The Tax Court properly determined that an attorney carried out his automobile activity with the intent to make a profit. Therefore, he could deduct substantiated business expenses related to the activity. However, he could not deduct his unsubstantiated expenses.
The taxpayer could deduct depreciation on his garage, gantry crane and welding equipment because he established their cost, useful life and previously allowed depreciation. However, the taxpayer could not deduct depreciation for his camcorder and wireless router because he failed to substantiate them. The camcorder was not used exclusively in connection with his primary business. Further, he did not use both items exclusively at his regular business establishment.
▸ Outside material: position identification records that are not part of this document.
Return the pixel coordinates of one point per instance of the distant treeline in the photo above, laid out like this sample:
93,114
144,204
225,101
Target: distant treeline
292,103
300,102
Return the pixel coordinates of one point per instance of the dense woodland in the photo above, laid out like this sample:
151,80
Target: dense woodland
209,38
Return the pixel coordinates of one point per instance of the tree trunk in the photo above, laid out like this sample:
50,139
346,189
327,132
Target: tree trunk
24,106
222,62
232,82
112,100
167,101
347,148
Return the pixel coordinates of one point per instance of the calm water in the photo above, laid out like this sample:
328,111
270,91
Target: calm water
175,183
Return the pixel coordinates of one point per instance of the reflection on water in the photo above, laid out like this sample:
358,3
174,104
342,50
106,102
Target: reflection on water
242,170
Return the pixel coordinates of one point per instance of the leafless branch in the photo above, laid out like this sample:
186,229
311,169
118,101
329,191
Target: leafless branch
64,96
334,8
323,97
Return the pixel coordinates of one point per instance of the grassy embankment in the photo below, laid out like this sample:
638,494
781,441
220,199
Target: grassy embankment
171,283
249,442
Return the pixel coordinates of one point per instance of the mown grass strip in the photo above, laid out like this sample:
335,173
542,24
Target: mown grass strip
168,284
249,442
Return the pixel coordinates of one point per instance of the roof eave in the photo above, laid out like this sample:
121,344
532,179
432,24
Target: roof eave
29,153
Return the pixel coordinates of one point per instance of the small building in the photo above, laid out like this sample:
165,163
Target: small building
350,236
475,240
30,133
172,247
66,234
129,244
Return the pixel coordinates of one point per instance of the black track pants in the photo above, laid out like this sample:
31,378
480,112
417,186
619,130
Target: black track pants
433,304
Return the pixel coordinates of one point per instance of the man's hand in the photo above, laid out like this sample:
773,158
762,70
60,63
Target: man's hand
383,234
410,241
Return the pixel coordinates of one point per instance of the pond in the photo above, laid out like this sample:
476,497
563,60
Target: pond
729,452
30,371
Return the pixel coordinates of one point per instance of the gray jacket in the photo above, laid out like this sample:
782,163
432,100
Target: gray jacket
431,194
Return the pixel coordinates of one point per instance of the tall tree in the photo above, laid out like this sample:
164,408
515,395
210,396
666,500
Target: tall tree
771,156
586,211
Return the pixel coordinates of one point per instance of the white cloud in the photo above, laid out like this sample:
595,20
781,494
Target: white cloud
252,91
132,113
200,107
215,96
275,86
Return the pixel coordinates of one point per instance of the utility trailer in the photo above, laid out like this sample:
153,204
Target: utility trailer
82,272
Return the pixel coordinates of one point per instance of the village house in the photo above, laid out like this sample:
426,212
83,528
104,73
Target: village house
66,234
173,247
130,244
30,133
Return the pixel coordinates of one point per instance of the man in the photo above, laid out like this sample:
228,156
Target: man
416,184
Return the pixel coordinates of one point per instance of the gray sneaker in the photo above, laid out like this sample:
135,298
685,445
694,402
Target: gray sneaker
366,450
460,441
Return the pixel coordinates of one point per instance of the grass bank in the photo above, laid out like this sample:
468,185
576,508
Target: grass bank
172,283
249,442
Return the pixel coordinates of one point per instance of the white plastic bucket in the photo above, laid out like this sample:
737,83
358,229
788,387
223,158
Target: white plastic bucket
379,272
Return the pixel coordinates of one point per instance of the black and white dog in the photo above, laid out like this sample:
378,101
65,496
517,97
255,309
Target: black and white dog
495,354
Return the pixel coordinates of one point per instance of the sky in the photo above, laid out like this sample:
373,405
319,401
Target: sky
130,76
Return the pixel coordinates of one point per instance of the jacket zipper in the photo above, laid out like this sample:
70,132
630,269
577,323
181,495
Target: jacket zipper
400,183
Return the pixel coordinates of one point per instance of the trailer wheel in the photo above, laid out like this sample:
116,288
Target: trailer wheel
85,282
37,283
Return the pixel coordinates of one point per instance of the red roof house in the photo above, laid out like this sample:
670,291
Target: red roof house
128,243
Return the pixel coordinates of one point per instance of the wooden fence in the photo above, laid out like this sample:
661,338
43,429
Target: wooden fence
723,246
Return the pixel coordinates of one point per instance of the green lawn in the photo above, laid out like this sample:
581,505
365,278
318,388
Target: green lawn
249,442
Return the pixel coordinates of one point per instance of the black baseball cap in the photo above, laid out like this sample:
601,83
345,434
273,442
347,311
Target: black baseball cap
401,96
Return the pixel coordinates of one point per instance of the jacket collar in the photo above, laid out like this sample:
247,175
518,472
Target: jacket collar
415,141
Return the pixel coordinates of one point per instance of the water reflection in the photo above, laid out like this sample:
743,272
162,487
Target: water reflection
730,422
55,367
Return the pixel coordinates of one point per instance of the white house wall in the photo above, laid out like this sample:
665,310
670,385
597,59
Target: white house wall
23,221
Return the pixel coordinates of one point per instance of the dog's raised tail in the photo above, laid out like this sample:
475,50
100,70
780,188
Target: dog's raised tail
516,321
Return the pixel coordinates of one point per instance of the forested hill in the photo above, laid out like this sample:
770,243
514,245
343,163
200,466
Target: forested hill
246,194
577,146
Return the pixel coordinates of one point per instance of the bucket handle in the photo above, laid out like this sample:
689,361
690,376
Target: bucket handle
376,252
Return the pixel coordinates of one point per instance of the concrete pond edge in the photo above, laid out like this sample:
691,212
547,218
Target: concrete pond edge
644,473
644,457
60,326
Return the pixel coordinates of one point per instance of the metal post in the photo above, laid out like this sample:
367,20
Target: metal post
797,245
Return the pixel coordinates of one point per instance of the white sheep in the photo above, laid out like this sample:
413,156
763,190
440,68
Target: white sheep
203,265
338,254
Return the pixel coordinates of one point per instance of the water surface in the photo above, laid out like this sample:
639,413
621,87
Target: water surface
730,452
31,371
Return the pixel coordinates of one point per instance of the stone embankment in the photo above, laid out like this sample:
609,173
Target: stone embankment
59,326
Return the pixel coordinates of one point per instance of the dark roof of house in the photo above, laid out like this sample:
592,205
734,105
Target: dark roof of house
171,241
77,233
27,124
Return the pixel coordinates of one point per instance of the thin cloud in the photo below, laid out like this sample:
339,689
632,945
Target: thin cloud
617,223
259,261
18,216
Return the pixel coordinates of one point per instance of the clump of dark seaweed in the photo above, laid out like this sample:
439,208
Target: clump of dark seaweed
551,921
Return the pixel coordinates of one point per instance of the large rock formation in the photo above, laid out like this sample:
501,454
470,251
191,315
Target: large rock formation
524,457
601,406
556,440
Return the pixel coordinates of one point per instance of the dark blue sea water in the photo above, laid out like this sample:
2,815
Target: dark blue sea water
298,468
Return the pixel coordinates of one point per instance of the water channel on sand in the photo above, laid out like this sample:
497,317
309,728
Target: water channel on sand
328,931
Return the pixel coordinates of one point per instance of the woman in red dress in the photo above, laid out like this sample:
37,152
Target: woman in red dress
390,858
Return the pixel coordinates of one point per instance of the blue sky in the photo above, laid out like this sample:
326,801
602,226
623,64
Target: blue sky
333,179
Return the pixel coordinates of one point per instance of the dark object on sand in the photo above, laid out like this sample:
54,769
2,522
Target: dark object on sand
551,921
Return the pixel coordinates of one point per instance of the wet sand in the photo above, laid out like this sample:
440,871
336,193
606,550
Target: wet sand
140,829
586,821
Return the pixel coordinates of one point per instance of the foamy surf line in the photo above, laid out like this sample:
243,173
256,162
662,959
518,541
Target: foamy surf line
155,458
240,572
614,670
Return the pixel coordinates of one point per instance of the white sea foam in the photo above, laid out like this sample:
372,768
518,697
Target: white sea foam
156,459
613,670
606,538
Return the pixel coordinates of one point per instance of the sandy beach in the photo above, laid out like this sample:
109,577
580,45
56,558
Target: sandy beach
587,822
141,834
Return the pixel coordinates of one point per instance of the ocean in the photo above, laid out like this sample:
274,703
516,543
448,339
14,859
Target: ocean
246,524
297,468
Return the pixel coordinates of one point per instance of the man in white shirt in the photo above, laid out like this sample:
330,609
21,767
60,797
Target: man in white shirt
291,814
Therefore, they were listed property and the taxpayer failed to keep the required records. Finally, the taxpayer established that he incurred a storage expense but failed to substantiate the remainder of the expenses at issue.
Negligence, Late-Filing Penalties
Further, the taxpayer was liable for a negligence penalty because his tax underpayment arose from the disallowed deductions. The taxpayer did not contend and did not prove reasonable cause. He was also liable for a late-filing penalty because his claim that he did not timely file his return because he was not aware of his tax liability did not constitute reasonable cause.
Unpublished opinion affirming the Tax Court 112 TCM 1, Dec. 60,642(M), TC Memo. 2016-127.